My sense is that Google merely reflected a general reluctance yesterday among America's cultural gatekeepers to make too much of this 64th anniversary of the "Longest Day."

Why?

--Sixty-four is a fairly mundane number--nothing sexy or golden about a 64th anniversary.

--Perhaps no one cares anymore about something that happened so long ago. An increasingly small percentage of Americans were alive on that day in June in 1944, even fewer have a contemporaneous recollection of the event, and the surviving participants of Operation Overlord are down to a minuscule remnant. Literally, one might ask, who cares?

--Perhaps many well-meaning persons of cultural authority also worried that a reminder of this event might glorify war, hail American sacrifice, and highlight our positive role in modern geo-political history. Perhaps noting past military victories while American troops are in the field doing battle as we speak might appear too political and/or triumphal. Perhaps trumpeting warriors and a "good war" during a presidential election year in which the outcome of the political contest might turn on the collective assessment of our current war struck some as inappropriate.

Hard to know.

Nevertheless, here is a brief and personal (albeit somewhat indirect) recollection concerning Normandy and the "boys" who showed so brave sixty-four years ago.

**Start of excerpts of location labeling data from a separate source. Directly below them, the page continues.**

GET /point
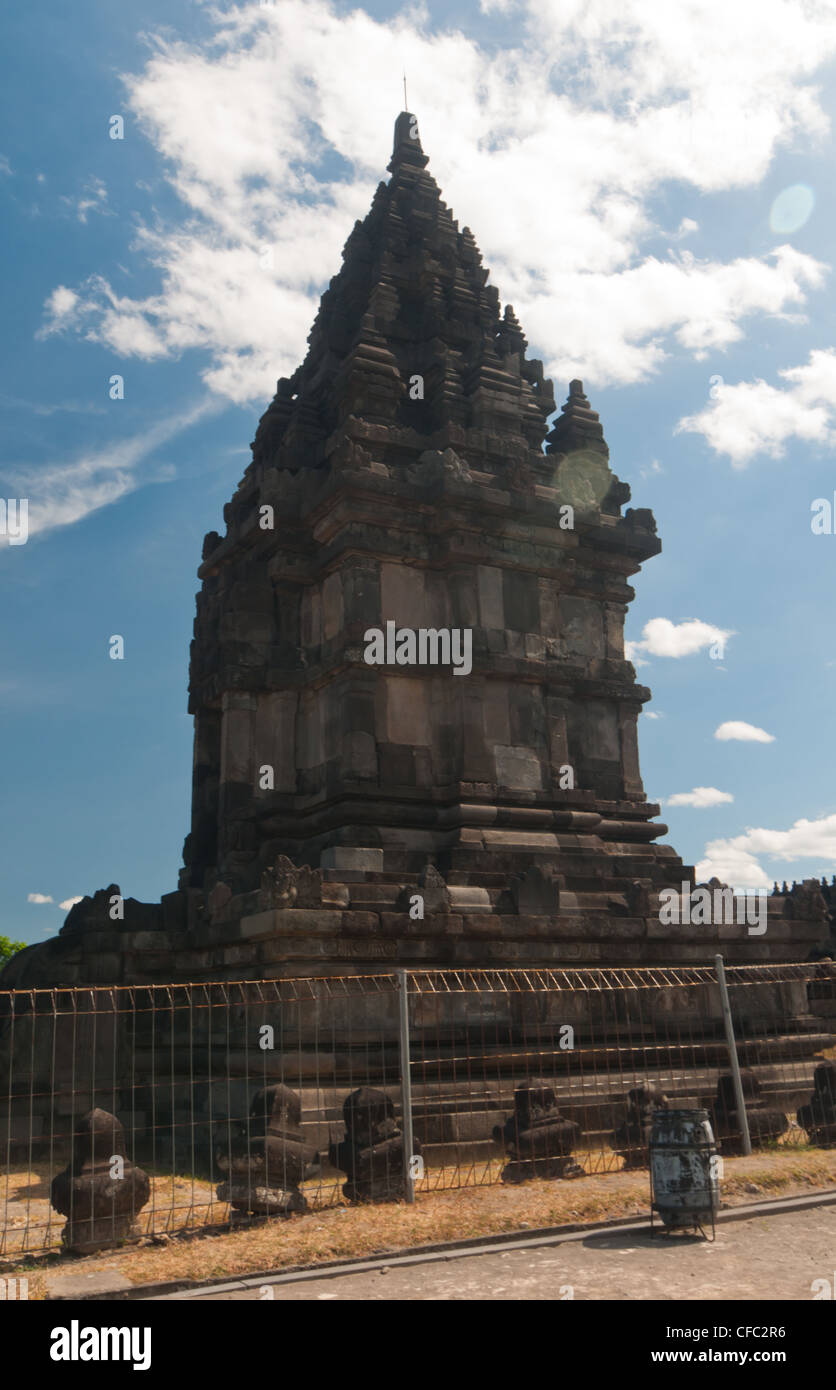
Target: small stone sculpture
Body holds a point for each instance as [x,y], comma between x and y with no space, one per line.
[537,1137]
[632,1137]
[372,1153]
[818,1116]
[269,1158]
[764,1125]
[100,1191]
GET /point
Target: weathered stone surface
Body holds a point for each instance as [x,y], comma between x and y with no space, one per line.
[267,1158]
[102,1190]
[372,1153]
[508,797]
[537,1137]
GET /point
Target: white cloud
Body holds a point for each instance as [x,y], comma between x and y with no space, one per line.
[743,733]
[66,492]
[700,797]
[661,637]
[271,141]
[736,859]
[754,417]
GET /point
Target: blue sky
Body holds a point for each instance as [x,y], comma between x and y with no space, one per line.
[619,166]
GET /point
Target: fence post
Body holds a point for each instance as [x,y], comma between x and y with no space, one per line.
[739,1101]
[405,1083]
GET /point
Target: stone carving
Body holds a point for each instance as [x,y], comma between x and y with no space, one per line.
[433,466]
[818,1116]
[267,1159]
[287,886]
[537,1137]
[100,1191]
[632,1137]
[372,1153]
[536,891]
[764,1125]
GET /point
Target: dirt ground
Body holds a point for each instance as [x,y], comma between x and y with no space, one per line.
[776,1257]
[210,1250]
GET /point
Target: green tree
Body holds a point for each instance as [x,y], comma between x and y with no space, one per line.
[9,948]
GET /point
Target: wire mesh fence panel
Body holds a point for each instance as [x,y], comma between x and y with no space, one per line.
[128,1112]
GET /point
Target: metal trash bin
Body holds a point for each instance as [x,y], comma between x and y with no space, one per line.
[683,1171]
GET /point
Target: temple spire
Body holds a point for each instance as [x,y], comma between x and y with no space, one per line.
[406,146]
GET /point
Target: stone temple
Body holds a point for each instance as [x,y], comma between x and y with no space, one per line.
[351,815]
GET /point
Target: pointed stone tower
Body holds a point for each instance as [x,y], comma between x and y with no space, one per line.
[399,477]
[415,727]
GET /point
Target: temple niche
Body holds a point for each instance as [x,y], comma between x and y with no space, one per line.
[406,474]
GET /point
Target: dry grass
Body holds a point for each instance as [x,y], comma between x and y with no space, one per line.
[341,1232]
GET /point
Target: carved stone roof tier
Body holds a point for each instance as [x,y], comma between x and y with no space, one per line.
[409,335]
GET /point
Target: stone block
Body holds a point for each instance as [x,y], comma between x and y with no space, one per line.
[345,856]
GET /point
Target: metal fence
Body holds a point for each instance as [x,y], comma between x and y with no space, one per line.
[237,1100]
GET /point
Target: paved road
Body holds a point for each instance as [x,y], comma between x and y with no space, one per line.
[767,1257]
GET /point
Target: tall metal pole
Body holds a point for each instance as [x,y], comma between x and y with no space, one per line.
[405,1084]
[739,1101]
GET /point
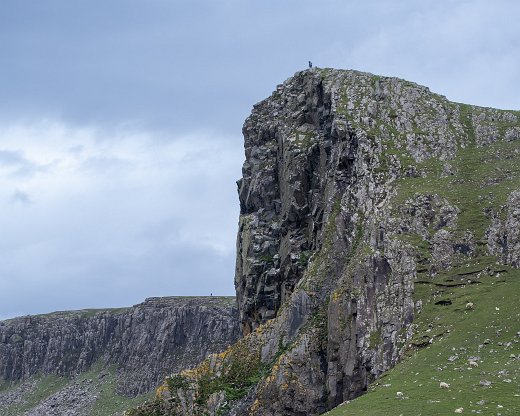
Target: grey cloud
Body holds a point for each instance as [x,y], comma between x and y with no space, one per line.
[20,197]
[175,68]
[17,164]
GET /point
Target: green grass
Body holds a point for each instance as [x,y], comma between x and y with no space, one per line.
[457,334]
[108,401]
[485,176]
[45,387]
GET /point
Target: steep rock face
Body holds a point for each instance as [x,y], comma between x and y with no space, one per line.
[145,342]
[354,188]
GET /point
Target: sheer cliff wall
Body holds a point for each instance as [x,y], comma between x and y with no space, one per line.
[145,343]
[354,188]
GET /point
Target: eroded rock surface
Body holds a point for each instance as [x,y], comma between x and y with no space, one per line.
[145,342]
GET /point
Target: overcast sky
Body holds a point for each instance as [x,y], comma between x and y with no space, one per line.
[120,125]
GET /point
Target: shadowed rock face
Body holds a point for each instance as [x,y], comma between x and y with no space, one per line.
[333,234]
[145,342]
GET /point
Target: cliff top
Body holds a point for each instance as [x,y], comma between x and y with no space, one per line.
[152,302]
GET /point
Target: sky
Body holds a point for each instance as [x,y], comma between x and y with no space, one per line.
[120,125]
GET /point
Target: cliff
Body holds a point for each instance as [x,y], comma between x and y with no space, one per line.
[355,188]
[140,345]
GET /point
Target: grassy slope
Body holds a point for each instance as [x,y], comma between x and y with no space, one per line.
[484,332]
[484,177]
[108,401]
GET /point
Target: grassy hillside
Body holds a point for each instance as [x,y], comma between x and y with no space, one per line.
[448,334]
[488,334]
[98,384]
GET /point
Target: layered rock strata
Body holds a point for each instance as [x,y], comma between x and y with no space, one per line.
[145,342]
[354,187]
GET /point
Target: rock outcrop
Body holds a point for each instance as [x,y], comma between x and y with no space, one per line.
[145,342]
[354,187]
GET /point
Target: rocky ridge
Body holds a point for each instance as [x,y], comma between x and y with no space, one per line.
[354,187]
[140,345]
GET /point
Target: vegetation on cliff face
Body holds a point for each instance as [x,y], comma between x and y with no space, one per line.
[101,362]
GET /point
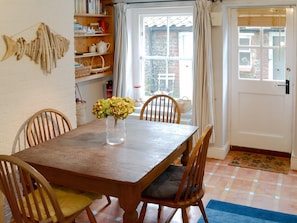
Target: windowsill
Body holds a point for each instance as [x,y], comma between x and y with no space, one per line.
[186,118]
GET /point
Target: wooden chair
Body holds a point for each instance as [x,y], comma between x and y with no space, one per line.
[161,108]
[180,186]
[32,199]
[47,124]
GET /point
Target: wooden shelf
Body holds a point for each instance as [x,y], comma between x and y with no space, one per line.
[93,77]
[82,41]
[92,35]
[91,55]
[92,15]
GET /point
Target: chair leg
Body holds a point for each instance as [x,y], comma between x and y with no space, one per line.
[91,215]
[185,215]
[108,200]
[142,212]
[200,204]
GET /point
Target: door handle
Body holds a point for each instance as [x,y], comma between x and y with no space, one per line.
[287,85]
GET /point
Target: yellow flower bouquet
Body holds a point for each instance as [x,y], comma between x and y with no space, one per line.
[118,107]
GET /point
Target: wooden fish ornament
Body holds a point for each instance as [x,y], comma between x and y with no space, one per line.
[45,49]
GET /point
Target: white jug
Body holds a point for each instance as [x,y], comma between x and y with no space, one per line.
[102,46]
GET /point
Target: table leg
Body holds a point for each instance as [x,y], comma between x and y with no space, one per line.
[129,201]
[186,153]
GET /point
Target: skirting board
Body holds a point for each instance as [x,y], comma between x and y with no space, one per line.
[218,152]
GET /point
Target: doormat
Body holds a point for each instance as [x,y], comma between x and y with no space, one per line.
[219,211]
[260,161]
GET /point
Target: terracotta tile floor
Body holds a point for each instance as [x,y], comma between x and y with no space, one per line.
[261,189]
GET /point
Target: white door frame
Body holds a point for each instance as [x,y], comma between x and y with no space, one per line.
[293,91]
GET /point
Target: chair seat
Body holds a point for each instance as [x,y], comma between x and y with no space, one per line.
[166,185]
[70,201]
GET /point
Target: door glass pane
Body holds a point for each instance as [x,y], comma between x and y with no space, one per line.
[261,53]
[249,63]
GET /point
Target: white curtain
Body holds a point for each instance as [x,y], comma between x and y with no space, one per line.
[203,101]
[120,77]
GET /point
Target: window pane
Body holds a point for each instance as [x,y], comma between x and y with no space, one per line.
[274,37]
[167,60]
[178,25]
[249,36]
[151,73]
[249,63]
[273,64]
[261,53]
[155,31]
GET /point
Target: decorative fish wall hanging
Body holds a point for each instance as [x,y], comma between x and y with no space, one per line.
[45,49]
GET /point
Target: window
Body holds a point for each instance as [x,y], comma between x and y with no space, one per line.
[263,57]
[261,43]
[162,54]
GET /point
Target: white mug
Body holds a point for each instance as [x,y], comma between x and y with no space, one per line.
[92,49]
[102,47]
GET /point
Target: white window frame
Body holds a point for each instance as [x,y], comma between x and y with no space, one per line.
[134,33]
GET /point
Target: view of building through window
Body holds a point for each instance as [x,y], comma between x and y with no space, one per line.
[167,54]
[261,53]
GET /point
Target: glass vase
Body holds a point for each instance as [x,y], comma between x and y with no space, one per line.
[115,130]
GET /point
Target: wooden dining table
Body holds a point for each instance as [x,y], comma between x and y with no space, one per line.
[81,159]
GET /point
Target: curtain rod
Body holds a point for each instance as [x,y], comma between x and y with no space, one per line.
[136,2]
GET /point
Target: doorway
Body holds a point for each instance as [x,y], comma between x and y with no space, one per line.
[262,78]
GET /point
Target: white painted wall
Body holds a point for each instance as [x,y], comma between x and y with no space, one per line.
[24,88]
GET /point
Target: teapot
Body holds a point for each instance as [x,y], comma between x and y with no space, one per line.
[102,46]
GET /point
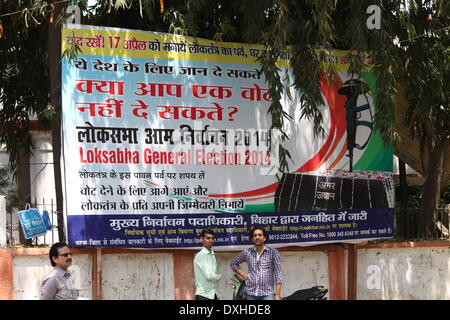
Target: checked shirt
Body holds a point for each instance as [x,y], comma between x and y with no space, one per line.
[263,273]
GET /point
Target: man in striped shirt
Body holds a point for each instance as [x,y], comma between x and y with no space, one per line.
[264,268]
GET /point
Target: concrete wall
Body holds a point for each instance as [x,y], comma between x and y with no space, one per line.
[410,271]
[146,276]
[415,273]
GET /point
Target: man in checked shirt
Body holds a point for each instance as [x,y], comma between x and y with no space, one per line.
[264,268]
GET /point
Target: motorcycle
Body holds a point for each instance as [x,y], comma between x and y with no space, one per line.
[313,293]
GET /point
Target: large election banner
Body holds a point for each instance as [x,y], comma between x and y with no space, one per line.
[164,135]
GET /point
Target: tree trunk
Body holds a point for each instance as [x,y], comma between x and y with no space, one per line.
[432,186]
[54,32]
[403,199]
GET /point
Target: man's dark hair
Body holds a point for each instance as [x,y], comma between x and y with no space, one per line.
[205,231]
[54,251]
[258,228]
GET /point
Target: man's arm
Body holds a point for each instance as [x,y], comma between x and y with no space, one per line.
[235,265]
[48,289]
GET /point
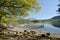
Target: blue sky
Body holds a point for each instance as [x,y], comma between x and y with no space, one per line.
[48,10]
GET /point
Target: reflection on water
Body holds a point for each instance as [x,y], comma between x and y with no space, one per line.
[47,27]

For three weeks during the late spring of 1996, I traveled through France and Ireland. Making the trip by myself, I felt free to wander wherever the spirit led me. Consequently, without much conscious forethought, I found myself at the Musée Mémorial de la Bataille de Normandie in Bayeux on June 8 (the 52nd anniversary of D-Day plus two), where I ran into a contingent of British veterans of the Normandy invasion. Having served in the 21st Army Group under Field Marshal Bernard Law Montgomery, these troopers (then in their late-sixties and seventies) were excited to find a young man who seemed so interested in their great adventure so long ago. Even better, I was an American who would cordially laugh with them as they good-naturedly scoffed at the idea that Eisenhower (merely a "political general"), Patton ("all talk of blood and guts but no real grit"), or any other U.S. commander could have accomplished much without "Monty" to tell them what to do and lead the way.

Their devotion to "Monty" and his fame reminded me of a Winston Churchill story (as told by the late Sir Robert Rhodes James during one of his visits to Baylor University during the mid-1990s). According to the tale, toward the end of the war Churchill was briefing King George VI during one of their regular meetings, when the King noticed that the Prime Minister was distracted and agitated. Prompted by the King's query, Churchill explained that although the progress of the war was thoroughly agreeable, things on the domestic front were less happy. After ticking off a number of political and economic problems he faced, Churchill sighed with exasperation: "And I think Monty wants my job." To which, the King purportedly rejoined, "that is quite a relief, Winston, all this time I assumed he wanted mine."

God Save the King and God Bless Monty, Winnie, and all the boys of the 21st Army Group.

God Bless Ike and Patton and the all the boys of Pointe du Hoc and all the other places along the beaches of Normandy.